Have you ever entered a jelly bean contest, where you try to guess the number of jelly beans in a jar? An interesting thing happens when you take the average of all the guesses.
Jack Traynor did exactly that. He brought a jar of beans (not the jelly kind) into two classes and asked the students to guess the number of beans inside. So the students crowded around the jar. They tried to count the beans or estimate the beans per volume or other such things to come up with their best guess. Then they wrote down their guesses and turned them in.
Traynor found that in both classes the average of the guesses came very close to the actual number of beans. But what really stood out was that the average of the guesses beat all but one or two guesses. In other words, only one or two students actually did better than the average of the whole group.

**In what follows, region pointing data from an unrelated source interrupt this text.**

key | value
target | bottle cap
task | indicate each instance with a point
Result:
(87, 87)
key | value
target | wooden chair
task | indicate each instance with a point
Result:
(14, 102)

This effect is known as the wisdom of crowds, but it requires a key ingredient:
These results suggest that, in situations where the subjects have not been schooled in a “correct” approach, the bulk of the individual errors will be independent, rather than shared. Apparently it doesn’t take knowledge of beans, jars or packing factors for a group of students to make an accurate estimate of the number of beans in a jar. All it takes is independence.
A crowd of bean guessers can be highly intelligent as a whole, and often smarter than the smartest participants among them, so long as their guesses remain independent.
Now replace beans with stocks and you get a sense of how the stock market works. As a collective, market participants’ guesses on asset prices come remarkably close to the true value.
It’s not perfectly accurate, of course. Instead, the prices are close enough that little to no opportunity exists to earn a higher return (in most cases). Put simply, opportunity is priced out. So, in most cases, buying the market will get you returns similar to the growth of the underlying businesses over time and nothing more.
Of course, this is why the market is hard to beat and why owning the market is recommended for so many investors.
Except, it’s not perfect. Inefficiencies exist that create opportunities. Treynor calls it shared errors.
Independent errors (wrong guesses) happen in a large pool of bean guessers. So long as the pool is diverse and the guesses stay independent, the randomness averages out to a collectively great guess. But shared errors turn the wisdom of crowds into a biased mess.
Traynor tested this with a second experiment — after recording the first guess — by “warning” students with two bits of misinformation: there was air space at the top of the jar and the jar walls were thinner than normal.
It turns out that the new information skewed the average result enough to be worse than the original average guess by a factor of four. Traynor likened it to how published research might sway many guesses on a stock price.
Of course, research is just the tip of the iceberg for what might sway guesses.
Joel Greenblatt offered a simpler example of how shared error works using a tastier jelly bean test. Greenblatt twice asked a class of ninth-graders how many jelly beans were in a jar.
The first time, he asked the students to write down their guesses on an index card. After everyone turned in their card, he asked them again. Only this time they could keep their first guess or change it but had to give their answer out loud.
The results speak for themselves. The kids, upon hearing their classmates’ guesses, collectively changed their answers for the worse.
The average of the first guess, written on the cards, was off by 5 jelly beans. But the average of the second guess, announced out loud, fell to roughly half the actual number of jelly beans. Greenblatt explained it like this:
I explained to them, the stock market is actually the second guess. Okay? Because everyone knows what they just read in the paper or what the guy next to them said or what’s on the news and are influenced by everything around them. And that was the second guess and that’s the stock market.
The cold calculating guess, when they were counting rows and trying to figure out what was going on, that actually was the better guess. That’s not the stock market, but that’s where I see our opportunity.
It’s a simple example of how easily shared errors — biases — can be injected into market prices. Opportunities exist for this reason.
However, the difficulty is in recognizing the opportunities. If every ninth-grader who changed their answer for the worse believed it was for the better, how often do investors make a similarly biased decision?
And it doesn’t take much to sway decisions. Something as basic as knowing a stock’s recent performance can influence an investor’s guess. This is why Buffett only looks at a stock’s price after he’s finished with a valuation.
So independent thinking is key. Your guesses have to be unbiased.
But because the crowd is often right, your guesses not only have to be good enough to know when the crowd is wrong but wrong by a wide enough margin to potentially earn a market-beating return.
Finally, you have to act on it. Because if you can’t bet against the crowd, being the most accurate guesser won’t matter.